Wu describes the current challenge as a gap between the complexity of real world problems and the simplicity of many deployed models. In his view, the next step is to bring advanced mathematics into the core of AI systems to handle those constraints and to reduce the heavy compute that brute force training often demands.

AI now uses basic math, but real world problems are complex. Complex problems need complex tools.

The practical payoff could include faster drug discovery through better molecular modeling, more reliable predictions in climate and fluid systems, or improved design in materials science and engineering. Those areas align with the interests of several Bimsa groups and with applied programs at Tsinghua and partner institutions.

Outreach, museums and public engagement

Bimsa has tried to build a research culture that starts early. Faculty participate in student contests, summer camps and thematic workshops run through Tsinghua’s Yau Mathematical Sciences Center. The campus opened the Yanqi Lake Mathematics Museum to give students and visitors hands on exhibits that explain core ideas and famous problems, an effort to make pure mathematics approachable and to inspire future researchers.

On the applied side, Bimsa’s laboratories have pursued projects with industry and government partners. Examples include indices and modeling work in the digital economy, where measurement and statistical methodology matter for policy and business. Those programs give students exposure to real datasets and constraints while keeping research grounded in first principles.

Challenges to watch

Bimsa’s rapid rise also faces challenges. International collaboration in science continues to face political tension, export controls and visa barriers. Conferences, joint labs and student exchanges need stable channels and predictable rules to keep momentum. Beijing’s broader academic diplomacy has given the institute partners to work with, including universities across Asia and Europe, but sustaining that openness requires continued attention.

Campus leadership has put a premium on keeping researchers free from heavy administrative burdens and from political interference. Maintaining that standard while the institute grows will be a test of internal governance. Hiring diverse faculty, integrating newcomers smoothly and balancing pure and applied work at scale are practical issues that come with size.

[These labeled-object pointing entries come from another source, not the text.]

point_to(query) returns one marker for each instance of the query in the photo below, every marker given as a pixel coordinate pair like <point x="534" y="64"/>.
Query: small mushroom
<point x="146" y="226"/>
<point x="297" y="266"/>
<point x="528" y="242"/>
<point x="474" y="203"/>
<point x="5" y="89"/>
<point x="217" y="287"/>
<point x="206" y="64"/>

Stable funding is another variable. Government budgets have supported the institute’s growth, and new philanthropy programs in China are increasing support for basic research with multi year grants. Building a wider base of long horizon funders would make it easier to plan cycles of recruitment, major conferences and long projects that do not fit annual or short grant timelines.

Key Points

  • Bimsa in northern Beijing has turned a former cement plant into a busy mathematics campus with more than 200 full time researchers and a strong international presence.
  • The institute is backed by the Beijing municipal government and Tsinghua University and offers competitive packages that help attract global talent.
  • Research spans pure mathematics, applied mathematics and interdisciplinary work in areas such as AI, data science and mathematical physics.
  • Since 2023, Bimsa has hosted the International Congress of Basic Science, a large gathering of leading scholars that includes Frontiers of Science awards.
  • Partnerships, including a Geometry and Physics project with HSE University, support joint conferences and training tracks for early career researchers.
  • Leaders at the institute emphasize that a strong base in mathematics is key for independent progress in AI and complex real world modeling.
  • Outreach programs, a mathematics museum and student contests build a pipeline for future researchers and connect pure theory to public engagement.
  • Key challenges include maintaining open international collaboration, ensuring research independence and broadening long term funding sources.